He has been the league scoring champion five times. He has won two Stanley Cups, both with Bob Errey. He is the seemingly ageless Jaromir Jagr. As position players go, Jagr is third all-time in age, only behind Habs’/Wings’/Hawks’ Chris Chelios (48) and the man himself, Gordie Howe, who played until he as 52. Yikes!!
But that was then and this is now.
Jagr is back in Pittsburgh and Sidney Crosby is back in the Pittsburgh line-up. He played his first game of the season after recovering from his third concussion. Back also, is second year goaltender Matt Murray, albeit in a back-up role (but not just any back-up…a Stanley Cup winning back-up) which means goaltender Mike Condon goes back to the Scranton Baby Pens (eventually traded to Ottawa). At least he did get to see some 20 minutes of action in this early season in that 5-1 loss to the Predators before returning to the minors.
On another historic note, center Matt Cullen played in his 1300th game tonight. How many for Jagr? 1636.
The flow of the first period was, shall we say…relaxed. There was some neutral zone play, some off-sides, some blocked shots, some missed shots, a few saves…nothing to write home about…a typical Florida Panthers’ snoozer.
Pens’ winger Patric Horqvist took a hooking call at 4:20 of the first period. Fleury made the requisite saves and the penalty killers did the rest, and Horqvist was set free. At the end of the penalty, Fleury made a nice glove save on Panthers’ fourth line winger Shane Harper from the high slot.
At 8:14, defenseman Trevor Daley was called for tripping. Once again, the penalty killers did the job. But with 2:18 left in the period, defenseman Brian Dumoulin went off for high-sticking. Again, the Pens could not stay out of the box and this time they paid for it. Right wing Reilly Smith scored on a backhand after Fleury kicked out a rebound from a shot by defenseman Michael Matheson. 1-0 Florida. Once again, the Pens have given up that all important first goal. 15 seconds later, the Cats were on the doorstep again but Fleury was there.
Chris Kunitz had a quality chance at 4:39 of the second period but goalie James Reimer was there with the glove. Reimer was in goal for the veteran Roberto Luongo who was sitting on the bench for reasons
unknown. At 6:08 of the second period, Florida winger Shane Harper fed defenseman Mark Pysyk from the left circle. Pysyk was coming down the slot and poked it in right past Fleury’s glove. It was 2-0.
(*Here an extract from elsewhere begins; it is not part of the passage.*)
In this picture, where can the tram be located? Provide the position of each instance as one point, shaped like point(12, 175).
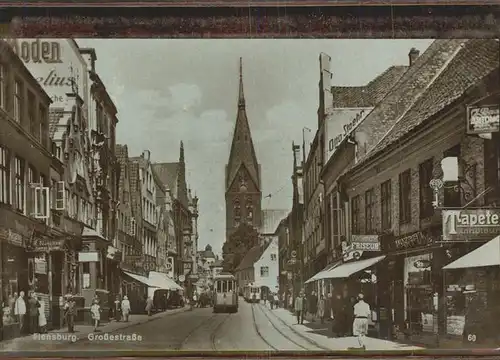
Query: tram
point(252, 293)
point(225, 294)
At 7:29, Olli Maatta and David Warsofsky both had quality shots on goalie Reimer but he was solid in the net. With 10:44 left in the second period, after a Fleury save, it was Wilson to Crosby to Hornqvist and back to Crosby, who was stopped by Reimer, but Florida winger Jaromir Jagr was called for hooking. The Pens’ had their first power play. Reimer had a quick save on Crosby nine seconds later.
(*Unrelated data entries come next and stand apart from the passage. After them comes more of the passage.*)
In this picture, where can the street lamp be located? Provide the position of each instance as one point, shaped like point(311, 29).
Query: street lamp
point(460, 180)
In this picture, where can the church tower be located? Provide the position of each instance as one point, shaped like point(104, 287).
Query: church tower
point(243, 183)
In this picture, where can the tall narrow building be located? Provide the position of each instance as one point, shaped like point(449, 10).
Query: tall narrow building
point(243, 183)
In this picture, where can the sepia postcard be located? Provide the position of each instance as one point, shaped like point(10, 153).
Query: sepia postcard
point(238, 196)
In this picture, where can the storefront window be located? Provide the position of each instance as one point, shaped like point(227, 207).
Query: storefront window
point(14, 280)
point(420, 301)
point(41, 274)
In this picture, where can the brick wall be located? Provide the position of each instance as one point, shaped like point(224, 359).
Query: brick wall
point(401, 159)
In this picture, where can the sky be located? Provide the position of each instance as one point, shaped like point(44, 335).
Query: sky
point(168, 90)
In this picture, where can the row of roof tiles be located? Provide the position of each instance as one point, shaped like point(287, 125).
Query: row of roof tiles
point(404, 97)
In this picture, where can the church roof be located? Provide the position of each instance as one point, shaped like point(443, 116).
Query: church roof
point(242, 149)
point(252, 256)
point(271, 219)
It’s interesting to note that at this point in the season, the famed HBK line has only scored one goal, by Phil Kessel.
With 6:28 left in period two, defenseman Trevor Daley was decked by a high-stick off left wing Greg McKegg, which sent Daley to the locker room. The Pens’ had another power play to try and get back in this game, and get back they did. From the ensuing face off, which was won by Crosby, the puck went behind the Florida cage and came out to Kessel, who dealt it to Malkin who dealt it to Crosby for his first goal of the season. Welcome back Sid. 2-1 Panthers.
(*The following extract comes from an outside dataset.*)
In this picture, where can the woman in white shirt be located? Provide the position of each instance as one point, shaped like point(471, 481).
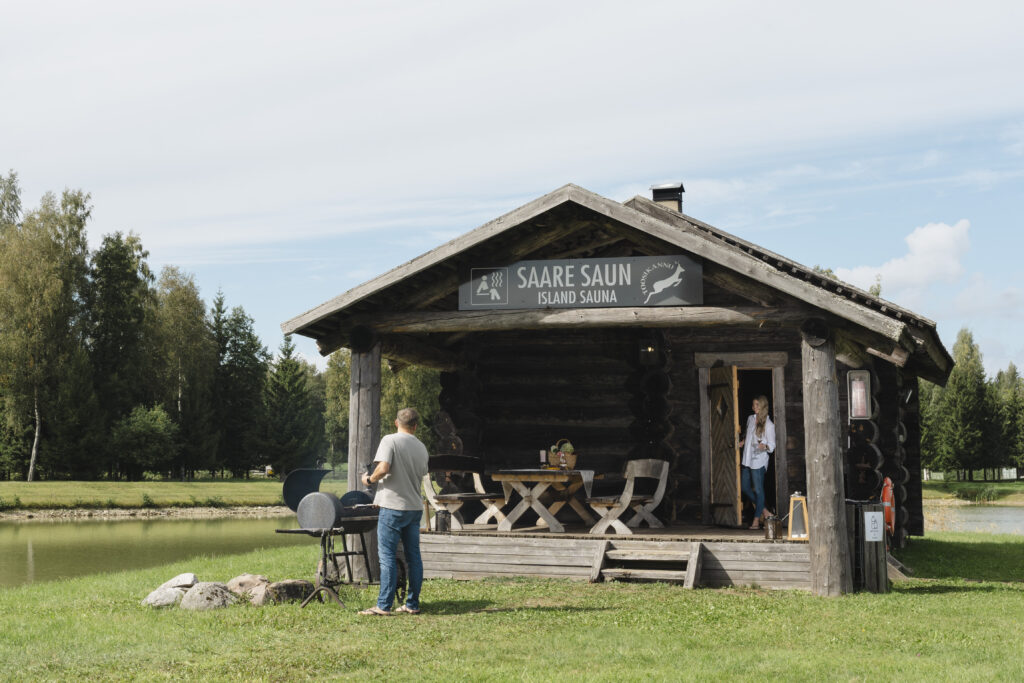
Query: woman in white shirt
point(757, 444)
With 4:25 left, Bryan Rust had a quality back-hander from six feet. Reimer was there. Another golden chance happened for the Pens with less than two minutes left in the period. Reimer stopped both winger Scott Wilson in the slot and center Sidney Crosby next to the net.
Fleury made an important save just 25 seconds into the third because a third goal by Florida at this point could prove too much for the Pens. Seconds later, Reimer made a great left-toe save on Matt Cullen at point blank range.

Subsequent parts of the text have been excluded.